The surgeon who repaired Kobe Bryant's torn Achilles' tendon is "optimistic" about his recovery prospects. From the LA Times:
The doctor who performed surgery on Kobe Bryant's ruptured Achilles' tendon said he expects the Lakers star to be back playing at some point next season.
Speaking exclusively to The Times, Dr. Neal ElAttrache said Sunday that Bryant's competitive drive and mental toughness will give him an edge in recovering from an injury that figures to sideline him at least six to nine months.
“I can point to all of the scientific aspects of the repair, but just as important if not more important is, who is that Achilles attached to?” said ElAttrache, who performed the hour-long surgery Saturday. “In this situation, it's attached to Kobe Bryant, who has figured out a way to get through some injuries that would ordinarily be career-threatening. Some of the things he's had go on with him have ended guys' careers in the NBA.

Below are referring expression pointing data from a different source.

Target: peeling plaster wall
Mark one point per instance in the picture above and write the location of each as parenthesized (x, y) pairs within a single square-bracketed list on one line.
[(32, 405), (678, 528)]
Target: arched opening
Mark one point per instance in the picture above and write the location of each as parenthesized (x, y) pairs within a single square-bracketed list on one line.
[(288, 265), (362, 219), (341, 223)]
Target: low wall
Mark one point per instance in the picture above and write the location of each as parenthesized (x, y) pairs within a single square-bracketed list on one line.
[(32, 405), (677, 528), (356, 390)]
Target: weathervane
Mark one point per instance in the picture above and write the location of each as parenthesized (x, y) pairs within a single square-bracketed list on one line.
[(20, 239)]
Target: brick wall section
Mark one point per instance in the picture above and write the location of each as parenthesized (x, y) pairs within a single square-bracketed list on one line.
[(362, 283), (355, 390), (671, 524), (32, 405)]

“He's figured out a way to get through it and be one of the best players in the NBA.”
The surgery always looks good immediately after; it's only later when complications arrive. But everything is on the right path, and Bryant seems resolved to attack this process as only he can. He has no other choice.

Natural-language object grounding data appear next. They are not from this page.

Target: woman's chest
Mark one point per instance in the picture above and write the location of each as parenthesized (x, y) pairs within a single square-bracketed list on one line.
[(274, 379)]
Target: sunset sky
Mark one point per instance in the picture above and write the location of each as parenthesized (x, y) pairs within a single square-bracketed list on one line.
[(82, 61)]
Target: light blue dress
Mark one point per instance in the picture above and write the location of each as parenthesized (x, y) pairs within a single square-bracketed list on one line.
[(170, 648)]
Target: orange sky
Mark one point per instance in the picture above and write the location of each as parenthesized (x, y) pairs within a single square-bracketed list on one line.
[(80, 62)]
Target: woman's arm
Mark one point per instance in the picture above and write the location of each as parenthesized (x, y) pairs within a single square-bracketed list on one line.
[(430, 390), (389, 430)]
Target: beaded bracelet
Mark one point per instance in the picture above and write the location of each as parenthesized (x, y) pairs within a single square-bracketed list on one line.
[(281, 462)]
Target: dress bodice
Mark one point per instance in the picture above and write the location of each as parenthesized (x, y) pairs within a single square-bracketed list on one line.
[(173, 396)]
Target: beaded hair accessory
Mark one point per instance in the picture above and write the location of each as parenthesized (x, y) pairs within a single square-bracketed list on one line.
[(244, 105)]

Grover told our own Ken Berger of CBSSports.com this weekend:
Grover spoke with Bryant on Friday night after the injury, and as of then, he said his star pupil was all in -- “fully on board” with waging this fight. But the road will be long, slow and grueling. Full recovery will not take kindly to Bryant's insistence on pushing through pain, ignoring normal human timetables and doing the impossible. His sewn-together tendon will be a lot tougher than those who allowed him to push himself to such incredible limits over these past few weeks.
“We'll have to see,” Grover said. “It's not an easy process. It's not an impossible process; it's been done many times before, and I believe he can be as well as he was before. But it's definitely a long, tedious process.”
But if anyone's ready for the long and tedious process, it's Bryant.